Overview
- Status: Tourist railway operated by the Mornington Railway Preservation Society
- Connecting lines: Stony Point line

Service
- Type: Tourist railway

History
- Opened: 10 September 1889
- Reopened: 1991
- Closed: 15 June 1981

Technical
- Number of tracks: Single track

= Mornington railway line =

Railway line in Melbourne, Australia

The Mornington railway line, in Melbourne, Australia, was a rural railway branching off from the Stony Point railway line at Baxter. The line had a life of 92 years, opening in 1889, and closing in 1981.

==History==

===Early history===
In 1881, a line branching from the Gippsland railway line at Caulfield was opened to Mordialloc. It was extended to Frankston in 1882 and Baxter in 1888. From there branches were constructed to Hastings and Mornington. The Baxter to Mornington line was officially opened on 10 September 1889. In 1922, the Frankston line was electrified in two stages: first to Mordialloc in June and thence to Frankston by August.

When opened, the Mornington line had two stations: the terminus at Mornington and an intermediate station Moorooduc. In 1925, there was local agitation to extend electrification from Frankston railway station to Mornington, which was rejected as being unprofitable

Between 1920 and 1930, Rail Motor Stopping Place (RMSP) 16 was situated at the level crossing over the Nepean Highway (known as the Point Nepean Road at the time) in Mornington, but had been closed by 1940. Between 1930 and 1940, Mornington Racecourse station was opened on the Melbourne side of RMSP 16, approximately halfway to Moorooduc. Between 1960 and 1970, Mornington Racecourse was renamed to Tanti Park and, between 1970 and 1980, RMSP 16 was reopened, consisting of two small passenger platforms, one on each side of the Nepean Highway. The Nepean Highway level crossing was fitted with flashing light signals in 1939, replacing the previous wig wag signal.

Periodic agitation for the electrification of both the Mornington and Stony Point lines continued throughout the 1930s, and the post war period, often associated with a counter proposal for a more direct second line to be constructed between Frankston and Mornington via Mount Eliza.

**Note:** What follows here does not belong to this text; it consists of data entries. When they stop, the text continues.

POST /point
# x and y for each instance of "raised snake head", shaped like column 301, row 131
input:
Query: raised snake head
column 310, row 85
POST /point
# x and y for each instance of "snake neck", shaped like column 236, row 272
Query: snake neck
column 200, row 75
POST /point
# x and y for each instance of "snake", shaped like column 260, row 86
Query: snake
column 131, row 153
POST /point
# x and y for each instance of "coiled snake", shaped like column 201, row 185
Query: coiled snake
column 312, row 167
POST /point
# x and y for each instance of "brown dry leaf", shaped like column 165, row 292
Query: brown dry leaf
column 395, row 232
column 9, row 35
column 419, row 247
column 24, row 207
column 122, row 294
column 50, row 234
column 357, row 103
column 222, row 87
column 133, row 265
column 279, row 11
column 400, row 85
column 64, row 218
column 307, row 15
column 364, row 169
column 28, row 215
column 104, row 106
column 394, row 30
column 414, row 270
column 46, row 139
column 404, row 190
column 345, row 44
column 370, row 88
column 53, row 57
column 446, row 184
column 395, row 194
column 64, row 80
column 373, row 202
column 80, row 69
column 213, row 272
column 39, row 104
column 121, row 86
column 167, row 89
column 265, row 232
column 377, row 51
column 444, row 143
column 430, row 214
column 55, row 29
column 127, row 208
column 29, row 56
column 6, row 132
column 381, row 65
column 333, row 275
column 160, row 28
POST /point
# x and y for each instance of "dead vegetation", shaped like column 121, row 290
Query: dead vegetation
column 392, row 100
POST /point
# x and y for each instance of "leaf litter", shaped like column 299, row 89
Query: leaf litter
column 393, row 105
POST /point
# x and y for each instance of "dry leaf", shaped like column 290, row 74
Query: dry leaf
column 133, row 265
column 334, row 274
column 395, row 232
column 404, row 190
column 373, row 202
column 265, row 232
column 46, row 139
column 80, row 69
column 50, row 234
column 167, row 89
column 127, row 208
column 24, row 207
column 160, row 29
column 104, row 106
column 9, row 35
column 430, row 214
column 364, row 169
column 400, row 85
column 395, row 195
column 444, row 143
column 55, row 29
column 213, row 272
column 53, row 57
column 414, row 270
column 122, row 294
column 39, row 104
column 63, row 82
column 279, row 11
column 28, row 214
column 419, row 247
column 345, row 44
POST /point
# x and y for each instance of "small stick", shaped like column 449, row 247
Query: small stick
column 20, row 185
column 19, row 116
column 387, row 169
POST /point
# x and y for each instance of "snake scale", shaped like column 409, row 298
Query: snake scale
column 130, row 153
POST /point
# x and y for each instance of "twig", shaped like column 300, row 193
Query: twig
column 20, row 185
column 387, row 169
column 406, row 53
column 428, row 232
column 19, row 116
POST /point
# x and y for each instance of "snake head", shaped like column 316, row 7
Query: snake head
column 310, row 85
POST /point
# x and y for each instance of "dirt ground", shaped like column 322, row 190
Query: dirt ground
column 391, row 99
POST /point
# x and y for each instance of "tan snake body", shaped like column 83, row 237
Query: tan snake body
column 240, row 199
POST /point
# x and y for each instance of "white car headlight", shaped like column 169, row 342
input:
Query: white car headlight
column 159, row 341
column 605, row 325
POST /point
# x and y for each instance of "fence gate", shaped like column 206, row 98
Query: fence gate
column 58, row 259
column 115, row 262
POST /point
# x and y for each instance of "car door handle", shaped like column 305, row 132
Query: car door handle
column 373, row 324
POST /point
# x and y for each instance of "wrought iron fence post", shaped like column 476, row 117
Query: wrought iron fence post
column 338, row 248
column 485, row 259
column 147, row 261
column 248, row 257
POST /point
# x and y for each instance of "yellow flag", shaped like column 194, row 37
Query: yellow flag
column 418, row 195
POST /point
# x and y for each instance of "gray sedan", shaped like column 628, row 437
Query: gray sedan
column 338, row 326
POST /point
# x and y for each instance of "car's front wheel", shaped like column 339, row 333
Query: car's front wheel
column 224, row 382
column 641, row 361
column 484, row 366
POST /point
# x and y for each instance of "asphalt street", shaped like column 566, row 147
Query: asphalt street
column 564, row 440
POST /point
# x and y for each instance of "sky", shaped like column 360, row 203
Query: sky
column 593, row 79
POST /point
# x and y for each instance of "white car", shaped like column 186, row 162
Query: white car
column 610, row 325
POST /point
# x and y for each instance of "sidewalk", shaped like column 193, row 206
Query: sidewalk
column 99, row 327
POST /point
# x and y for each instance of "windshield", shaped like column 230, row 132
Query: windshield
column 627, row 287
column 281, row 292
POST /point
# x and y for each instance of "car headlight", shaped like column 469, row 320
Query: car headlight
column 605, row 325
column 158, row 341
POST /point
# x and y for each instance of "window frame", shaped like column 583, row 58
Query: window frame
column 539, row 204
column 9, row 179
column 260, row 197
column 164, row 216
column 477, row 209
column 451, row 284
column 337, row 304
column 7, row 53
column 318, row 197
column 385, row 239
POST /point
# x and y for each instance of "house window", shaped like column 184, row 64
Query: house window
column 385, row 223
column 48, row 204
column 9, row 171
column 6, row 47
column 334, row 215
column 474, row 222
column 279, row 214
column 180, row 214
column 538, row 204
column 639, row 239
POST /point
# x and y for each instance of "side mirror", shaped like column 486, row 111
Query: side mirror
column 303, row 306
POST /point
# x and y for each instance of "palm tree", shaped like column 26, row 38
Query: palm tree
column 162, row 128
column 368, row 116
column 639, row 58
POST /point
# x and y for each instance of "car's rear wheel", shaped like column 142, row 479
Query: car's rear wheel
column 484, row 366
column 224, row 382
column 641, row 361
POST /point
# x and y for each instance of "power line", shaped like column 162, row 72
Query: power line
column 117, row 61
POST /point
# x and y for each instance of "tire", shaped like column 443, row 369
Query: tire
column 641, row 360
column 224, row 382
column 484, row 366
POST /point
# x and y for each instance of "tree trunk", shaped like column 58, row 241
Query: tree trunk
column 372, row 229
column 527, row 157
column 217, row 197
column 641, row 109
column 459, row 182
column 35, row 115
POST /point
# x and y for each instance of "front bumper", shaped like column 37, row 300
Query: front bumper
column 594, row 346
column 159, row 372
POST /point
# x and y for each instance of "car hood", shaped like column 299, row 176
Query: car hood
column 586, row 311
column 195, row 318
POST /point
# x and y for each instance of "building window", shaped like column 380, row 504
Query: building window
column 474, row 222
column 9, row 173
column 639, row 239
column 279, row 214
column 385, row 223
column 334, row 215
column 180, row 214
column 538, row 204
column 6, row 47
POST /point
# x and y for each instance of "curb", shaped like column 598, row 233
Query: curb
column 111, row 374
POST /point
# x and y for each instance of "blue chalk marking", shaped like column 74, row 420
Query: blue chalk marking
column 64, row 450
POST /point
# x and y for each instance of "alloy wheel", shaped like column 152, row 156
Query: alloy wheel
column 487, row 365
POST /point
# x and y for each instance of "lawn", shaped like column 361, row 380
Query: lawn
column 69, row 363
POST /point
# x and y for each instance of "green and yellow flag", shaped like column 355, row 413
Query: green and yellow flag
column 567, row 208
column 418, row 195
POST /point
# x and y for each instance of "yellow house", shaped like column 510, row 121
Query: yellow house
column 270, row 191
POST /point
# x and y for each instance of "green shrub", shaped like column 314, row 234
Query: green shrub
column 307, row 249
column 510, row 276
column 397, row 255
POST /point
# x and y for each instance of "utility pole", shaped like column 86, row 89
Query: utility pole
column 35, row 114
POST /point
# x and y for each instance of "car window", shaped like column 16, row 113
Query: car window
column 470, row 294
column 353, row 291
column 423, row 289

In 1948, the Victorian Parliamentary Public Works Committee held an inquiry into the electrification of the Mornington line, and there was local advocacy for the extension of the line to Dromana.

===Closure===
The passenger service was cancelled during World War II, being reinstated between Frankston and Mornington in September 1966. There were a number of proposals to end the passenger service in the late 1970s. In 1978, people protested against repairs along the line and a replacement bus service was established. The diesel-electric railmotor used on the line was replaced with a Walker railmotor RM22 in November that year. On 10 December 1978, RM22 left Mornington at 7:20pm and returned to Melbourne. However, the transport minister acceded to local demand, and a rail service, using RM55, was reinstated on 9 April 1979, running the passenger service for more than two years.

On 29 February 1979, a special race train was introduced, hauled by T388. That was to be the last special train allowed to operate along the line by VicRail. 300 protesters prevented the train from departing, forcing it to remain in Mornington until the following afternoon.

In the wake of the Lonie Report in 1981, VicRail prepared to abandon many passenger services and close many stations, including the Mornington line. The last summer Sunday service to Mornington ran on 19 April 1981. On 16 March, the Association of Railway Enthusiasts (ARE) ran a steam tour to Mornington and Stony Point, hauled by K190, which was the last steam train to travel to the original Mornington railway station terminus. On 20 May, RM55 ran the last rail service to Mornington, driven by Brian Higgins. The train departed from Mornington at 1:23 pm that day, but suffered engine problems, requiring the use of a replacement bus service. RM55 was taken to Melbourne after arriving at Frankston.

On 6 June 1981, a railway enthusiast group ran a special service from Crib Point to HMAS Cerberus, Mornington and Stony Point, using RM59. On 12 June 1981 a Hastings Primary School train ran a return trip from Hastings to Mornington. This was the last train to run between Baxter and the original Mornington station site. Three days later, the Mornington line was officially declared out of service and a new bus timetable was established. The line remained disused until 1989 when the termite infested Mornington station building was abruptly demolished. The line between Nepean Highway and Mornington was removed in 1991 and, in 1999, the infrastructure at Mornington station was demolished, with a shopping centre being erected on the site.

===Restoration===
The remainder of the line lay idle until 1984 when the Mornington Railway Preservation Society was formed with the long-term ambition of restoring a tourist railway service along the line. They restored a Victorian Railways K class steam locomotive and, in 1991, leased the line between Baxter and Nepean Highway. In 1997, their rolling stock was transferred to the current base at Moorooduc, with tourist trains operating along the line between Moorooduc and a new Mornington station, located south-west of the original Mornington station.